In the very short time it took her to finish that assessment, the slabs had come more than halfway down. There was only one possible chance left, slim as it might be. She took a step forward, stopped, planted her legs, extended her arms at what she guessed was the best angle, and braced herself.
The ice arrived.
A moaning, grumbling noise echoed through the tunnel. A.J. spun to see the roof coming down, seeming to break in two directly above Madeline's head.
A ghostly blast of white-red dust filled the corridor. A.J. felt himself dragged backward by Helen, away from the collapse. The two of them tripped over something. They fell to the floor and lay there, expecting to see the roof come down on top of them also.
"Madeline! A.J.! Helen!" Joe's voice came faintly over the radio. "Are you all right?

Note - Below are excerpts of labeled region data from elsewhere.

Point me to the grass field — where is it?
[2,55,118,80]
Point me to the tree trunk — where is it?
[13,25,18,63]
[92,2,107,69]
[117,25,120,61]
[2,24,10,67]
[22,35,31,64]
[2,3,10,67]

What's happening down there?"
Dust fogged the air so thickly that A.J. felt an impulse to cough or hold his breath, despite the fact that none of it could possibly get to him. His voice was strained when he answered.
"Cave-in, Joe. Me and Helen seem to be okay." The rumbling had faded away. The ceiling in this far area of the tunnel seemed solid enough. He looked at Helen, who blinked wide-eyed back at him. For a moment the two just held each other. He saw Rich picking himself up. He was apparently what they'd tripped over. "Rich is okay too."
"What about Madeline?"
It was starting to sink in. "Jesus . . . She was smack in the middle of the tunnel when it came down."
He heard a choking sound from Joe, a sound filled with so much pain that it caused his own eyes to sting. "I'm going to take a look, Joe. We really don't know anything yet."
Despite that attempt at reassurance, A.J. had no real hope that Madeline was still alive, as he groped his way toward where she'd been. Ice dust still drifted thick as smoke in a burning building in the corridor. He couldn't see anything, although he could sense Helen and Rich following him.
"I can't see anything at all yet. Place is filled with ice dust. Some rock dust too, looks like. Hold on . . ."
He could now make out vague dark shapes in the beam of his light. "Clearing up slowly. Probably all blocked, but I'll get as close as—"
He broke off sharply. Just stared, wide-eyed.
Helen and Rich came up beside him. "Holy . . ." Rich started to say, but trailed off, unable to finish.
Helen said nothing at all. Just shook her head, back and forth, like a metronome.
Finally, A.J. cleared his throat, very loudly. "I swear, I swear, I swear. I will never again made a wisecrack about Supergirl."
Madeline stood in the center of the corridor, her arms stretched up and out to either side at perhaps a sixty-degree angle. Her hands held up two huge slabs of ice which, in turn, prevented most of the ice above from erasing the entire corridor like a bubble from a wad of dough.
They heard a gasp from her. Now that the ice dust was clearing away, A.J. could see that Madeline's eyes looked as wide as his felt.
"W-what do you know . . ." she said shakily. "It worked. For now, anyway."
"What? What worked? How the hell are you holding up all that? Dammit, you're not that strong. Three-eighths gravity be damned. No human being who ever lived is that strong!"
By the end, he was almost screeching. A.J. realized he sounded half-hysterical; relief, terror, incomprehension all mingled in his high-pitched demand. Somewhere in the background, but not really grasping the words, he could hear Joe hollering words that combined relief and demands for a coherent report.
"No, I'm not." Madeline took a slow breath, settling her own nerves. "But I thought the suit might be."
The dazzling Fathom smile came. Even shining through her faceplate, it seemed to light up the whole tunnel. "I remembered what you did with Joe, after he broke his leg."
Enlightenment burst over A.J. "Mother of God. You made your whole suit go to rigid impact mode and lock that way. With mostly carbonan components . . . yeah, it could work. Genius. Pure effing genius."
He finally understood, now, why Hathaway had been so insistent that Madeline accompany them.
False modesty aside, A.J. knew he was extraordinarily intelligent. Something of a genius, in many ways. But his mind groped to imagine the combination of foresight, quick thinking, and instantaneous reaction that had enabled Madeline to do what she'd done.
A.J. knew he'd never have been able to do it himself, if he'd been in her position. He'd have been nothing more than a smear in the ice.
In the end, brains were only a part of it—and a small part at that. The universe that had shaped Madeline Fathom was just a completely different one than had shaped A.J. Baker.